United States Diplomatic and Consular Staff in Tehran. What you need to know about the two Territorial Independent States, the (United States of America v. Iran): By Muktar Goni

The case was brought before the Court by Application by the United States following the occupation of its Embassy in Tehran by Iranian militants on 4 November 1979, and the capture and holding as hostages of its diplomatic and consular staff. On a request by the United States for the indication of provisional measures, the Court held that there was no more fundamental prerequisite for relations between States than the inviolability of diplomatic envoys and embassies, and it indicated provisional measures for ensuring the immediate restoration to the United States of the Embassy premises and the release of the hostages.

In its decision on the merits of the case, at a time when the situation complained of still persisted, the Court, in its Judgment of 24 May 1980, found that Iran had violated and was still violating obligations owed by it to the United States under conventions in force between the two countries and rules of general international law, that the violation of these obligations engaged its responsibility, and that the Iranian Government was bound to secure the immediate release of the hostages, to restore the Embassy premises, and to make reparation for the injury caused to the United States Government.

The Court reaffirmed the cardinal importance of the principles of international law governing diplomatic and consular relations. It pointed out that while, during the events of 4 November 1979, the conduct of militants could not be directly attributed to the Iranian State for lack of sufficient information that State had however done nothing to prevent the attack, stop it before it reached its completion or oblige the militants to withdraw from the premises and release the hostages.

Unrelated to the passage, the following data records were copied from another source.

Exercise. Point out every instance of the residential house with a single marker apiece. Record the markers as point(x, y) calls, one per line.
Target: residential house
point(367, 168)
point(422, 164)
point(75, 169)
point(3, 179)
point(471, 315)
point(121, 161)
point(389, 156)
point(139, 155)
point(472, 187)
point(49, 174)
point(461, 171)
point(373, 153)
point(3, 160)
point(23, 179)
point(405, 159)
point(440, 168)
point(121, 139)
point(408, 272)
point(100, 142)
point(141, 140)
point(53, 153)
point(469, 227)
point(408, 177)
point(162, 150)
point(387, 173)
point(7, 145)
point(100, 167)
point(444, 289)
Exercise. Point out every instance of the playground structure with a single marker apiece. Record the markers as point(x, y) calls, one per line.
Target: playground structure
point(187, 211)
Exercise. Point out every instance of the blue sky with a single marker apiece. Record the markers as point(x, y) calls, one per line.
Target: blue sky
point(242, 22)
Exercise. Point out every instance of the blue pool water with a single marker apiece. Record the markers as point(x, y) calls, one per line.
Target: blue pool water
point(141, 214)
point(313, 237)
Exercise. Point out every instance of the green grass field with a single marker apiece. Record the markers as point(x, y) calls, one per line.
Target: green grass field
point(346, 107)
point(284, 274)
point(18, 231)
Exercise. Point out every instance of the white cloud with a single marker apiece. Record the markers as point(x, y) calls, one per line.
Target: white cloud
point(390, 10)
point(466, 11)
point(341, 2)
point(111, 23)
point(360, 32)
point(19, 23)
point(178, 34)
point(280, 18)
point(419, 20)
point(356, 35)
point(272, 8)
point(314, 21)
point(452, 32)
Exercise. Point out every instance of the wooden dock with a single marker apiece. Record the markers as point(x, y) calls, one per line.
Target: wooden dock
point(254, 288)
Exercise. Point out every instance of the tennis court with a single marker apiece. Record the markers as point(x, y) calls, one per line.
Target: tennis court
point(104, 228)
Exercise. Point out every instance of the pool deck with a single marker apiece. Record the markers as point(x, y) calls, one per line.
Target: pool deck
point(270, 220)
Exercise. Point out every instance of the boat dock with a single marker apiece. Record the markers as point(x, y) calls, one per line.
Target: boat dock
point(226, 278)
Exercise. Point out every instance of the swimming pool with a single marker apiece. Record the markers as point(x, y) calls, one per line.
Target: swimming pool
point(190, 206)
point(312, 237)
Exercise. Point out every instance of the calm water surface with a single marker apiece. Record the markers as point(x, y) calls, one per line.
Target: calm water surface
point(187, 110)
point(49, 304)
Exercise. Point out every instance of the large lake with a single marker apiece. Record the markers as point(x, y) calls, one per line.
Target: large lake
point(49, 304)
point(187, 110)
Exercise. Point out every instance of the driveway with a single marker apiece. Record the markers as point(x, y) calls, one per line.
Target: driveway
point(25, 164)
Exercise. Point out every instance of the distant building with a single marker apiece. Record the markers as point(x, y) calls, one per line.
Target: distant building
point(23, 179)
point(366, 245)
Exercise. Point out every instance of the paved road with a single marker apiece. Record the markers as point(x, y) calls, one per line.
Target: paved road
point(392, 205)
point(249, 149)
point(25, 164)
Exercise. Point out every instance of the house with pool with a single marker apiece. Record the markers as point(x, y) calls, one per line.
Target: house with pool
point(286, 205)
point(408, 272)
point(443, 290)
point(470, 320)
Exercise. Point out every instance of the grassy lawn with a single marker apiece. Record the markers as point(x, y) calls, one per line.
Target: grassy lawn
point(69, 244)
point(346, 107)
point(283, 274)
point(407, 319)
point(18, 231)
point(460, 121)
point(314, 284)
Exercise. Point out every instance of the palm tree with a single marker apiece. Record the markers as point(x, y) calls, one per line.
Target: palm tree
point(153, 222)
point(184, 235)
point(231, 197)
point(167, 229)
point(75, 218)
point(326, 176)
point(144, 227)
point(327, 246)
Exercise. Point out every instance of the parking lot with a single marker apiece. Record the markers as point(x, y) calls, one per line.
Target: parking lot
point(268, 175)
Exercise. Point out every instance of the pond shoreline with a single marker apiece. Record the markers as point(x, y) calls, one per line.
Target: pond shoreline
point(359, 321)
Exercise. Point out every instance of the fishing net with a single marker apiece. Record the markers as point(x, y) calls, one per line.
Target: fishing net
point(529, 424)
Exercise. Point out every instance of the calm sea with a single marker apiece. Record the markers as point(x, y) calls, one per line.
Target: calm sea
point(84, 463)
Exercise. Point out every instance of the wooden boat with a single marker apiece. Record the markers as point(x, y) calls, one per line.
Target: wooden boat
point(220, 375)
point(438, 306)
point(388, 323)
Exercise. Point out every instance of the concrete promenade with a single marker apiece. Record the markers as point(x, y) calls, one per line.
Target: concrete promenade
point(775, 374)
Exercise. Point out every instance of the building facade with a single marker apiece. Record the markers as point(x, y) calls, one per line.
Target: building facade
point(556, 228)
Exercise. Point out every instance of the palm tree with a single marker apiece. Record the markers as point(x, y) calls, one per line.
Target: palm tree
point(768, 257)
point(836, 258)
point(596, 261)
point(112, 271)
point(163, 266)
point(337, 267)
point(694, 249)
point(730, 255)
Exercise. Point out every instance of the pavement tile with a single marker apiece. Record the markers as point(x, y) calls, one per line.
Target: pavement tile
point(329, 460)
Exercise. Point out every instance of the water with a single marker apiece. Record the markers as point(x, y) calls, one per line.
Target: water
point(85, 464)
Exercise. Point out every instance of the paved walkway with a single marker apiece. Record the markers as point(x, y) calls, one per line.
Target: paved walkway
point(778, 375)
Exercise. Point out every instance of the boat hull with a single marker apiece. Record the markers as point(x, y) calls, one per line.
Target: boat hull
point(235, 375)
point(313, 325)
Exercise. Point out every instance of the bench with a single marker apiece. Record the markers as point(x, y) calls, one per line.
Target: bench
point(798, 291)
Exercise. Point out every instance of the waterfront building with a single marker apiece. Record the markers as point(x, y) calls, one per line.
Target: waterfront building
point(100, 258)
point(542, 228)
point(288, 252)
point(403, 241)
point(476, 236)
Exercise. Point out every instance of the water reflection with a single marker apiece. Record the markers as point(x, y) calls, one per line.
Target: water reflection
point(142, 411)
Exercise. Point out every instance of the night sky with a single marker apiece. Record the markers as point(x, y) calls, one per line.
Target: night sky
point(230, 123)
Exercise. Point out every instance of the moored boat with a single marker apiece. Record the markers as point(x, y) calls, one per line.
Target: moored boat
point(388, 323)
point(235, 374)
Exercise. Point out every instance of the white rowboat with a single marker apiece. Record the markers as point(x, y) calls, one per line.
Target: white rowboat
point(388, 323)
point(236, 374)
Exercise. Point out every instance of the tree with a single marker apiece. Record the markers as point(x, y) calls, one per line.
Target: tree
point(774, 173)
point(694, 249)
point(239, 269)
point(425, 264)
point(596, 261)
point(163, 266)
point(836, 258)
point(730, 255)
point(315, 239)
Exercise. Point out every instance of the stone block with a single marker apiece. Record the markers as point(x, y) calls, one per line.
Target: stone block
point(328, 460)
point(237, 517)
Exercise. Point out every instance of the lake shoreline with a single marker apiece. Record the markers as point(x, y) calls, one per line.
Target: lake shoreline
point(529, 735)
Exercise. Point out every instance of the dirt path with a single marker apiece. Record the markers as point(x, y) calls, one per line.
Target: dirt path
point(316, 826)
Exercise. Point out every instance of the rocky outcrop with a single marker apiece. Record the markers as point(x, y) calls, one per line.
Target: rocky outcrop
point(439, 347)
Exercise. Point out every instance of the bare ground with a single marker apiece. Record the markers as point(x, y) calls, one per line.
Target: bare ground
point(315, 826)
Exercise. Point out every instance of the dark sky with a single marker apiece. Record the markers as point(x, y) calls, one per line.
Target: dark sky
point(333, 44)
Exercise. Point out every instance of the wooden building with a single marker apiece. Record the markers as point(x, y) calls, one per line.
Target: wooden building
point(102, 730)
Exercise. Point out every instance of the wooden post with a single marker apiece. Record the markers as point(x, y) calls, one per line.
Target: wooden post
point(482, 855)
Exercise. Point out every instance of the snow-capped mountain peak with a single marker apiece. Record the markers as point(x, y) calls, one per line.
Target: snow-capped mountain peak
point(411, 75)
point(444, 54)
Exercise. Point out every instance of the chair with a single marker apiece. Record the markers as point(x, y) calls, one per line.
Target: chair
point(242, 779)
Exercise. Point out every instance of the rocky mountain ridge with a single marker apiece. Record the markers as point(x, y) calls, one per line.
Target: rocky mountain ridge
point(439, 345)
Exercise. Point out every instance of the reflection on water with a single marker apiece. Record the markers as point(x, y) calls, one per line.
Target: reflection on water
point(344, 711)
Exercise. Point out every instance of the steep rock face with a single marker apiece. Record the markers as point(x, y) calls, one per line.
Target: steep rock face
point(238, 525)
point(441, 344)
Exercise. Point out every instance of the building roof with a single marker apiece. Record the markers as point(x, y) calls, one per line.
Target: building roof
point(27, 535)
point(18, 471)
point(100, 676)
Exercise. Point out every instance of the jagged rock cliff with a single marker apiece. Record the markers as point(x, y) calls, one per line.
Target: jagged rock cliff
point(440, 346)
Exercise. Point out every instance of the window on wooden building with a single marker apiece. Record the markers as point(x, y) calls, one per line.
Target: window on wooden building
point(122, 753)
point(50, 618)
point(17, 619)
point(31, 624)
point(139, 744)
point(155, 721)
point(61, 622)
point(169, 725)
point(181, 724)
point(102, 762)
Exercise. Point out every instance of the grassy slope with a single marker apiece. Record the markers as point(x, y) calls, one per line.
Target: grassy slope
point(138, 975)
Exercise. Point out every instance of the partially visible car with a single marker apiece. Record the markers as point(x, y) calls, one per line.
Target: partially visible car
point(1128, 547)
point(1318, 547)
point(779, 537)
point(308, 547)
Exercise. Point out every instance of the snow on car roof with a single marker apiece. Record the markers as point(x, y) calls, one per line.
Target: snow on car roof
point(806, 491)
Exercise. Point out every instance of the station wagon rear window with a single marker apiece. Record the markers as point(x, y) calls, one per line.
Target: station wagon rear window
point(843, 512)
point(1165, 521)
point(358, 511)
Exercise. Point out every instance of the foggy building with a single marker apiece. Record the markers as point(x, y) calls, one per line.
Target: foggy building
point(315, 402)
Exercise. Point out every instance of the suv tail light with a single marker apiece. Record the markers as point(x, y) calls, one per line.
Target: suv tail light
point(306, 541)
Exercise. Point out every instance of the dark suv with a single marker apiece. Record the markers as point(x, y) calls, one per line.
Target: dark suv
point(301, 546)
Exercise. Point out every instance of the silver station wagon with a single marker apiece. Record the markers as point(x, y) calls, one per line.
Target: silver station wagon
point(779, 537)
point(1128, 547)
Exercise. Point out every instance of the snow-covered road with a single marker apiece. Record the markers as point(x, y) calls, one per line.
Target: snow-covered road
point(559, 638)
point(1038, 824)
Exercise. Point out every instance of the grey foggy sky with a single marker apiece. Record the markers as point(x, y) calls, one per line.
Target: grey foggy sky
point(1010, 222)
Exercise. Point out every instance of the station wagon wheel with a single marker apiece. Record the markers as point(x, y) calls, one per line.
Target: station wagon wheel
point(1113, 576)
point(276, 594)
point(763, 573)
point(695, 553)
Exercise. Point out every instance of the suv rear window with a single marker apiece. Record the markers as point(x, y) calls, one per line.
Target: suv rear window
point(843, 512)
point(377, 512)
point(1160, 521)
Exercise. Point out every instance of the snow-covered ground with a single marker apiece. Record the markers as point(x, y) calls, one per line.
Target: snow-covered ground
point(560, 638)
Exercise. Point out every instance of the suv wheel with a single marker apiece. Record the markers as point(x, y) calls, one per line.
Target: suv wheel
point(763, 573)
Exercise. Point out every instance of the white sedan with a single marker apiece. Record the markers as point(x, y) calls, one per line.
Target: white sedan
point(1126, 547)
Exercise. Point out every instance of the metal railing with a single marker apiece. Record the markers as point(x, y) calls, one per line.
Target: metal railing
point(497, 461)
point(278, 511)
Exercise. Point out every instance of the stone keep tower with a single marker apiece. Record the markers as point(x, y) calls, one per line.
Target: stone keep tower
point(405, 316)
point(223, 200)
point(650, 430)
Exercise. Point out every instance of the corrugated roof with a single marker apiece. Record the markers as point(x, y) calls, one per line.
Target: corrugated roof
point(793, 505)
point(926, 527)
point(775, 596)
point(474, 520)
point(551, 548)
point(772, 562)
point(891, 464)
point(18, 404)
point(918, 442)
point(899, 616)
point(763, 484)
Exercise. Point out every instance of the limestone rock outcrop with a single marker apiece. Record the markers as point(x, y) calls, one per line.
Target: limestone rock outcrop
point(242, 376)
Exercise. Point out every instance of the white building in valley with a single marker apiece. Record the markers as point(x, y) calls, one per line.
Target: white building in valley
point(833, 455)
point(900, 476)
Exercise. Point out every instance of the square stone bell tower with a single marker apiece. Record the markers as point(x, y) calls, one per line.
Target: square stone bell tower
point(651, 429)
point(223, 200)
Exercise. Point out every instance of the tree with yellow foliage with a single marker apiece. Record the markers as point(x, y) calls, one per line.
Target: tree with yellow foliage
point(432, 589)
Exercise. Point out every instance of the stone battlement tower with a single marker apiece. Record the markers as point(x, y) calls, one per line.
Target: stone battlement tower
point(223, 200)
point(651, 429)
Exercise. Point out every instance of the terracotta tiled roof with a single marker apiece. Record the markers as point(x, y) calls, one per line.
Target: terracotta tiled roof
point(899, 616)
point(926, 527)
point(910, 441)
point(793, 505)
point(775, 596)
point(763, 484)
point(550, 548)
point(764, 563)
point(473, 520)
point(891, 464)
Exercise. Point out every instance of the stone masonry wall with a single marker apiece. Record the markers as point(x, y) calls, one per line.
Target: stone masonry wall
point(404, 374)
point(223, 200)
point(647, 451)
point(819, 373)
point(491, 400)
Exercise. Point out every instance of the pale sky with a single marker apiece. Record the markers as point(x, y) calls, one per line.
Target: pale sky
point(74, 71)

The Court noted that, after 4 November 1979, certain organs of the Iranian State had endorsed the acts complained of and decided to perpetuate them, so that those acts were transformed into acts of the Iranian State. The Court gave judgment, notwithstanding the absence of the Iranian Government and after rejecting the reasons put forward by Iran in two communications addressed to the Court in support of its assertion that the Court could not and should not entertain the case.

The Court was not called upon to deliver a further judgment on the reparation for the injury caused to the United States Government since, by Order of 12 May 1981, the case was removed from the List following discontinuance as this saw the ending of formal diplomatic relations between the two States. Pakistan serves as Iran’s protecting power in the United States, while Switzerland serves as the United States’ protecting power in Iran.

General Qassem Suleimani

According to Article 2(3) and (4) of the UN charter provided that:
(3) All Members shall settle their international disputes by peaceful means in such a manner that international peace and security, and justice, are not endangered.

(4) All Members shall refrain in their international relations from the threat or use of force against the territorial integrity or political independence of any state, or in any other manner inconsistent with the Purposes of the United Nations.

Donald Trump ordered an airstrike that killed Iran’s most powerful general in the early hours of Friday, in a dramatic escalation of an already bloody struggle between Washington and Tehran for influence across the region.

Despite the fact that United State of America is a charter member of the United Nations and one of five permanent members of the UN Security Council which Iran is also a member.

US uses it influence and kills Iranian Army General out of suspicious circumstances simply because they are paying 25 percent of the regular budget and 30 percent of peacekeeping costs of the United Nations.